Solid-State Batteries and the Road Ahead

The conversation also covers solid-state batteries and their potential safety and energy-density advantages. Lawrence Hardwick explains that solid-state systems replace flammable liquid electrolytes with ceramic materials and fixed hopping sites for ions, which can improve safety and possibly enable higher energy densities. Despite progress, ion conduction in solid electrolytes remains a challenge, and real-world scaling is a work in progress. Car manufacturers such as Toyota have already invested heavily in solid-state research as part of the broader pursuit of more robust energy storage solutions for electric vehicles and grid storage. The EU’s upcoming battery passport regulation, effective February 2027, is presented as a driver for standardisation and traceability across the battery lifecycle, incentivising investment in safer, lower-risk materials and manufacturing processes.

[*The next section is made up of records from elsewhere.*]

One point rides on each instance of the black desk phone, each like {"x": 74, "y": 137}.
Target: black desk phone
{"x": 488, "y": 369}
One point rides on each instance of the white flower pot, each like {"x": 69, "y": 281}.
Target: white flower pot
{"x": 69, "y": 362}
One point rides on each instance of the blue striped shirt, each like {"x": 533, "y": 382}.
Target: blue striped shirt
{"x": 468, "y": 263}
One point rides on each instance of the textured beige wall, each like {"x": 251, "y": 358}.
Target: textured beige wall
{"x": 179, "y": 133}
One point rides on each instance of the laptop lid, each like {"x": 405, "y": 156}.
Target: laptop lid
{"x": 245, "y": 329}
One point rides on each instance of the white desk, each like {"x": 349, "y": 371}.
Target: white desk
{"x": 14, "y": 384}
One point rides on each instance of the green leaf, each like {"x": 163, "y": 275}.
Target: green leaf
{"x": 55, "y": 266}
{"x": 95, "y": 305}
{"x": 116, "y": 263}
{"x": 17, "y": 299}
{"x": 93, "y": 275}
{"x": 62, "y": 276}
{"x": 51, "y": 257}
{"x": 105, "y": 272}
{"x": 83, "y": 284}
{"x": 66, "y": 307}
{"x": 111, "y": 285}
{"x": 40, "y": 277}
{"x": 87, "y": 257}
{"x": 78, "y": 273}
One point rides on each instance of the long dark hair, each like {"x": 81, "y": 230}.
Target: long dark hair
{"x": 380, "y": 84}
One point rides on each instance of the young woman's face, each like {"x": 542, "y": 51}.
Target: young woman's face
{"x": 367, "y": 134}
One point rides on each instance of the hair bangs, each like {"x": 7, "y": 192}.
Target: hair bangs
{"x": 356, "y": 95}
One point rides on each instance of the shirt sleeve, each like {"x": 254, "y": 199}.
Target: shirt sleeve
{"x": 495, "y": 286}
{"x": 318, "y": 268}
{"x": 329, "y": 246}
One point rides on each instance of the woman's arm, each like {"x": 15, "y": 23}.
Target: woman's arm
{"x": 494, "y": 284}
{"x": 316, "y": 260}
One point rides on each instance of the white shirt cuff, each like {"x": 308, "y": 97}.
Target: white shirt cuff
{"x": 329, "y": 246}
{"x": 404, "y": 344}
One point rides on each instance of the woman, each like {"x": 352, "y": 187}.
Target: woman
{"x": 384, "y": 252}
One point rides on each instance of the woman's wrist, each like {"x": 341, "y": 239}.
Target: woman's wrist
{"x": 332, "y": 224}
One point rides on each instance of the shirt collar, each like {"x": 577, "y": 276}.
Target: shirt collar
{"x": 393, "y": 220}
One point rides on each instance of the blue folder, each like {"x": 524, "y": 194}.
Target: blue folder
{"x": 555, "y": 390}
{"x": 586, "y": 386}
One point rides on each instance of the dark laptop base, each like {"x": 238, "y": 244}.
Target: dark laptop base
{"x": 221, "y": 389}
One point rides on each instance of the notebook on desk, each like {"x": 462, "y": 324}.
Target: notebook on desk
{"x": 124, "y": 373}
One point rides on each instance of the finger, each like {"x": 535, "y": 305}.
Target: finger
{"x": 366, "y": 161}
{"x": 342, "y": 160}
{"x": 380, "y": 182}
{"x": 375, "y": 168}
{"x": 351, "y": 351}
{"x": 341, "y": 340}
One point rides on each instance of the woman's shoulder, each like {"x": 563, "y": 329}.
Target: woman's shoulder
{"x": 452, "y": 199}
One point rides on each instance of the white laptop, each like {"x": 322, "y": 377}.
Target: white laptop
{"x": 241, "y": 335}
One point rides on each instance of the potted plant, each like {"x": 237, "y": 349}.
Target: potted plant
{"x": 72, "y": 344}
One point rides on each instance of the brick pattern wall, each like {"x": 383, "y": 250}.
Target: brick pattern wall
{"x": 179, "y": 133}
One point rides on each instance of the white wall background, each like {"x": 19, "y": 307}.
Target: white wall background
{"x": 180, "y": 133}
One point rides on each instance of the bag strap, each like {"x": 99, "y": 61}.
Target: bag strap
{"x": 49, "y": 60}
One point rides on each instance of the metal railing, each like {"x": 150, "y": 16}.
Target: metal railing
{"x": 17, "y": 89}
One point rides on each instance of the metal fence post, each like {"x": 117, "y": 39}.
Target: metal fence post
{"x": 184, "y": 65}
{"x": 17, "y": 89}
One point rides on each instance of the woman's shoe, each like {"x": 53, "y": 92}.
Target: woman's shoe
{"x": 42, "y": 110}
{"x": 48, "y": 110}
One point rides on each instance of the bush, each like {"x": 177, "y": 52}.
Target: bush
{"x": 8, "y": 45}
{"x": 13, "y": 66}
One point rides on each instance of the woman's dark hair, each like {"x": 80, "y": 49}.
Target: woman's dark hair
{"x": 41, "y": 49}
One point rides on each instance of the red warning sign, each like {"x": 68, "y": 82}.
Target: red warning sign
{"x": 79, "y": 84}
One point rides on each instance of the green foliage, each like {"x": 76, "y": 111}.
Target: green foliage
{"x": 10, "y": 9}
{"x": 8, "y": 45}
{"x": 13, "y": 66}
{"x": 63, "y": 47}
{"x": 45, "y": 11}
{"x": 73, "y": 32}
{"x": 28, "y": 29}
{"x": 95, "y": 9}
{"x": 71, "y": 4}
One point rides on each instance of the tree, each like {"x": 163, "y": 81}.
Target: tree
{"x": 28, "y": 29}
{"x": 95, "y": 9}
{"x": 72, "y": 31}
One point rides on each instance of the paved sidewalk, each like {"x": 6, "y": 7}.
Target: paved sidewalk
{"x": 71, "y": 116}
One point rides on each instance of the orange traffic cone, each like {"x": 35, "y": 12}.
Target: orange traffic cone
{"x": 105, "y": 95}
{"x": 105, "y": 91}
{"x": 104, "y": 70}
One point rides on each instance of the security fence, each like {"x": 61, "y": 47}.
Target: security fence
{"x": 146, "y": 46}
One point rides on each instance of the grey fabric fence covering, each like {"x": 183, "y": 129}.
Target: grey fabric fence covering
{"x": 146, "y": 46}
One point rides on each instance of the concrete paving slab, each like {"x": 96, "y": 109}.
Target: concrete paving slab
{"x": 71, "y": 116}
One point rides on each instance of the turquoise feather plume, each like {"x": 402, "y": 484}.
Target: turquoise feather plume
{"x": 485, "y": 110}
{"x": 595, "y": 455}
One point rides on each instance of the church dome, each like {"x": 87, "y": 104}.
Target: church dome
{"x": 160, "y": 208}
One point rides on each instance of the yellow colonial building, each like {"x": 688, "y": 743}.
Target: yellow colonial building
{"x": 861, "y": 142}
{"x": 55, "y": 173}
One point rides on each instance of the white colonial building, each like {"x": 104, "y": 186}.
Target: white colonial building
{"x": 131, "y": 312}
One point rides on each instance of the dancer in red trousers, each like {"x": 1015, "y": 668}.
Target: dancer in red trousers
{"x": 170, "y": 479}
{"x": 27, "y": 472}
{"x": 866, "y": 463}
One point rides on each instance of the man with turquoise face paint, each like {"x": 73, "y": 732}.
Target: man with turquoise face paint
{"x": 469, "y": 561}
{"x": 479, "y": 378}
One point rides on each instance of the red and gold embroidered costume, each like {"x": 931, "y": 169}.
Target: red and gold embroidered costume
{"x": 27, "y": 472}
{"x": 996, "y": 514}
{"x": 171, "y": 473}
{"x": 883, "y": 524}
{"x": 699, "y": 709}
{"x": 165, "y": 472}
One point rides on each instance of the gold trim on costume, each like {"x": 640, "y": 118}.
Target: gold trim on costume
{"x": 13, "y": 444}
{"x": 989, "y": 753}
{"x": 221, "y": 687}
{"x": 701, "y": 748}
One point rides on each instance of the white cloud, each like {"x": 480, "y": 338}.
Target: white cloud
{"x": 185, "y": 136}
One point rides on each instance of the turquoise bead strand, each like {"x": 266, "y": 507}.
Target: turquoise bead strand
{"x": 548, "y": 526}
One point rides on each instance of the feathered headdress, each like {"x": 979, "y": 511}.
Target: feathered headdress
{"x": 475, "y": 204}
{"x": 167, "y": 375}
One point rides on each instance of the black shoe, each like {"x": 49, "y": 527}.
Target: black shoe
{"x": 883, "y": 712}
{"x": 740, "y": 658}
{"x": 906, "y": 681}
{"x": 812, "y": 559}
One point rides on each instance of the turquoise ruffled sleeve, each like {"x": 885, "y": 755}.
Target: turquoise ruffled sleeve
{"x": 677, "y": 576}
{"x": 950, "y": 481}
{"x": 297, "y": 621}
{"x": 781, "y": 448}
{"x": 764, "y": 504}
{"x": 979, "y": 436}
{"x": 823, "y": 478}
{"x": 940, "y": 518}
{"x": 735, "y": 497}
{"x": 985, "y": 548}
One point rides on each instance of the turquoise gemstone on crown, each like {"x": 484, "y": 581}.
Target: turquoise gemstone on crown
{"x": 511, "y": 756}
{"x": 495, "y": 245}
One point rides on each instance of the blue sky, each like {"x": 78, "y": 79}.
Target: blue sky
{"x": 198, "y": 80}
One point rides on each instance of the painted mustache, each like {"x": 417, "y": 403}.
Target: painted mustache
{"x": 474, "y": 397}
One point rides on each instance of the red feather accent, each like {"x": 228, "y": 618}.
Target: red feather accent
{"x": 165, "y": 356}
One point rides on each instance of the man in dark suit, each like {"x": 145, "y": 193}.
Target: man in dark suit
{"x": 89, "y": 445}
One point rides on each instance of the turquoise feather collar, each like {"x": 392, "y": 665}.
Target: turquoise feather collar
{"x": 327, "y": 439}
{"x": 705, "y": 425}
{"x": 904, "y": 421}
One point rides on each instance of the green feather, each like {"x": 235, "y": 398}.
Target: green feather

"They offer a lot of potential energy gaining benefits and safety benefits." - Laurence Hardwick

Future Directions: A Multi-Path Battery Landscape

Looking to the future, the podcast suggests a diversified ecosystem of battery technologies rather than a single universal solution. Smaller electric vehicles may operate well on sodium-ion chemistries, while large-scale energy storage could benefit from low-transition-metal or nickel-free materials. The possibility of revisiting earlier concepts such as aqueous systems with high salt concentrations is discussed as researchers seek safer, cheaper, and more abundant alternatives. The overarching message is that, as the demand for energy storage explodes with sensor networks and electrified infrastructure, a portfolio of battery technologies will likely coexist, guided by resource availability, environmental impact, and policy developments.

Conclusion: Toward a Sustainable, Scalable Battery Future

The episode closes with reflections on the practical steps needed to bring these technologies to market while minimising environmental harm. It notes ongoing collaborations across universities and industry, including funding and recognition from innovation programs like Prototypes for Humanity, to accelerate the testing and deployment of sustainable battery solutions. The overarching theme is that powering an increasingly data-rich world will require batteries designed for end-of-life stewardship, supported by responsible materials choices and robust infrastructure for recycling and repurposing.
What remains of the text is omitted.